A few weeks ago, I got an email from Ticketmaster that warmed my cold, dead heart. The email was sent to many other people like me, who had waited hours in a digital queue to buy Taylor Swift concert tickets and ended up empty-handed. The email promised an "opportunity to request to purchase 2 tickets." I wasn't happy because there was an opportunity to purchase tickets—that language was far too vague to get me excited—but because the top of the email read: "We apologize for the difficulties you may have experienced, and have been asked by Taylor’s team to create this additional opportunity for you to purchase tickets."
Now, I have many, many questions about how this process played out. Where exactly did these hundreds of thousands of tickets come from if every single show was "sold out" the day tickets went on sale? Were they held back by Ticketmaster for something or someone else? Were they equally held from every show? There's no way they were given up by people who had actually purchased tickets. The tickets (especially before Christmas) were reselling for twice their face value. If they were bought by bots and then revoked, then that is a huge flaw in Ticketmaster's supposedly secure Verified Fan program.
Ticketmaster provided no explanation for where the new tickets came from. It did not address Swift's statement, soon after the ticket debacle, that said it was "excruciating for me to watch mistakes happen with no recourse." The FAQ it sent only said how to buy tickets. The whole thing felt like a desperate cry, a last-minute Band-Aid slapped over a gushing wound. It also was an acknowledgement, however subtle, that the tide is turning.
There are more signals of that perhaps those who benefit most from Ticketmaster's near-stranglehold on ticketing for live concerts should worry. A few weeks ago, more than two dozen Swifties filed a lawsuit accusing Ticketmaster of fraud, misrepresentation, and antitrust violations, saying that "Defendant's anticompetitive behavior has substantially harmed and will continue to substantially harm Taylor Swift fans, as well as competition in the ticket sales marker and the Secondary Ticket Services Market." And it's not just Swift's fanbase. Bad Bunny fans in Mexico are also furious after Ticketmaster failed to make sure that people with actual tickets could get into the show. Country music artist Zach Bryan just released 24 live song recordings under the title All My Homies Hate Ticketmaster.
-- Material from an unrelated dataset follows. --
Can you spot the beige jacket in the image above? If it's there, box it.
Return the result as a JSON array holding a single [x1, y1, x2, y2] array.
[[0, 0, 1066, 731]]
This is not the first attempt to bring down Ticketmaster. Pearl Jam, famously, lost its battle against the ticket giant in the '90s. But this scandal feels, to me at least, like it might have legs. Senator Amy Klobuchar, chair of the Senate Judiciary Subcommittee on Competition Policy, Antitrust, and Consumer Rights, sent a letter to Ticketmaster and told NPR, "There becomes this pitch point where there's so much anger from the public, and now it might be online. Before, it was on street corners and in farmers' halls. But when it gets to that point, that's when something gets done."
One of the most frustrating mantras that I heard over and over again from people who worked on the Hill when I lived in Washington, D.C. was a version of this idea. The court's opinion and the actions of legislators, they said, followed public opinion. It was their job to do what the people wanted. This, to me, still sounds like an abdication of responsibility. It should not take the public and artists being mistreated by a giant corporation for decades for the government realize that it did not prevent what sure looks like a monopoly from forming, which is part of their job.
But if the government really does follow the court of public opinion, then the public is ruling right now. The public is frustrated and wants change. The artists are frustrated and want change. But unfortunately our only power is to yell and hope that, this time, the government will listen.